When you have looked at enough charts over a very long time – sometimes you notice the obvious, and sometimes you do not.
Let me explain.
Like the rest of the global villagers, I too can not get away from the omnipresent doom, gloom, and worry that permeates the airwaves these days. It seems that the concept of “self-quarantine” is one that needs to be continually reinforced to be effective. Hence the constant message to “stay at home” by major TV broadcasters.
But how many high stakes poker re-runs or old Columbo detective shows is enough?
Today is the day I found out.
Scrolling through chart after chart after chart might be tedious for some, but for me, it was a timeless journey that took me far, far away from that which the rest of the world can not escape.
And that is when it happened….
Take a look at this weekly chart for the Dow. Notice anything interesting? Or have you already made the connection?
This is a most intriguing chart for several reasons.
Firstly, there is an old traders adage that goes along these lines: “Volume Precedes Price.” Look at the chart back in 2008/2009. Notice the strong uptick volume shown by the large black bars that PRECEDED the decade long rise in stocks that followed. Pretty obvious, isn’t it?
How does this compare to today? Words are unnecessary to explain the difference.
Secondly, notice the large “freefall” that occurred once the “virus fear” gripped markets.
Selling was “not an option” as there was a total lack of liquidity. See the relatively small red volume bars at the far right hand of the chart.
Did the market just now “fail”? Is this the “beginning of the end”? Investors across the globe are trying to figure out what just happened and what is going to happen next.
Finally, our most trusted ally in the world of technical analysis – Fibonacci Retracements – reminds us not to be too hasty to “follow the madness of crowds.”
Why? Simple – in our previous chart for the Dow, we took a close look at Fibonacci Retracement Levels. See “The Key Support Level for the Dow Jones” – March 12th.
We identified the 18,000 level as the 50% retracement level from the low in 2008 to the high in 2020. This level is a key support but not final support, which is a bit further down the chart at 15,500.
A Long Summary
The weekly chart for the Dow tells us that we are witnessing something truly unusual – a strong, broad-based decline across many different sectors of the market that lacks volume confirmation.
Bears can point to a decline below the Ichimoku Cloud, which previously provided support in 2011/2015-2016/2019. The potential to form an Orthodox Broadening Tops still remains.
Bulls see the lack of volume on the sell-side as a clear sign that the market can easily recover and continue to advance. So far, the 18,000 level has not been tested (although it came close.)
The volume chart for the Dow illustrates the impact of passive investment over time.
The chart pattern for 2018 – 2019 is very similar to 2015 – 2016; where there is multi-year consolidation, followed by a move higher.
This consolidation was completed through 27,000, and it appeared that the Dow was, once again, set to rise further.
The fact that the market had completed its consolidation and was moving higher and then was denied support at a previous two-year resistance level is both troubling and noteworthy.
Market sentiment continues to deteriorate, as shown by weakening trend momentum.
The quintessential question in regard to the stock market is: “Will investors start to sell or continue to hold when liquidity reappears?”
*Ivan here.
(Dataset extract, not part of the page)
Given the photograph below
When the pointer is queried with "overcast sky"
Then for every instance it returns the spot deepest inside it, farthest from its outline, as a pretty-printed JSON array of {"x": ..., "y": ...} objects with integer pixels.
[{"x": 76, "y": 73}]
It is clear that in times of non-financial panic, such as one caused by a virus, there is no support – just selling. This rush to cash is very normal but with the new limit down rules, there will be many that cannot liquidate in time – especially not compared to the speed in which algorithms operate. It is actually and literally impossible for a retail trader to keep up. Now, here is the biggest kicker: the Fed has now essentially become a commercial banker. What does this mean? Well, now you have a bank that can print limitless amounts of money in exchange for real assets as collateral – so as long as they can do that, the market will have support, even if it’s false. As this progresses, the Fed will essentially own anything that fails and have the ability to direct those assets to whomever it wants. And the new stimulus provisions allow them to do this until at least the end of the year 2020, or until the National Emergency Act terminates. For example, it just printed a bunch of money and is letting BlackRock manage it all. As I have always said: follow the Fed. Take a look at the chart for the Dow just prior to the Fed and US stimulus announcement. ‘Nuff Said.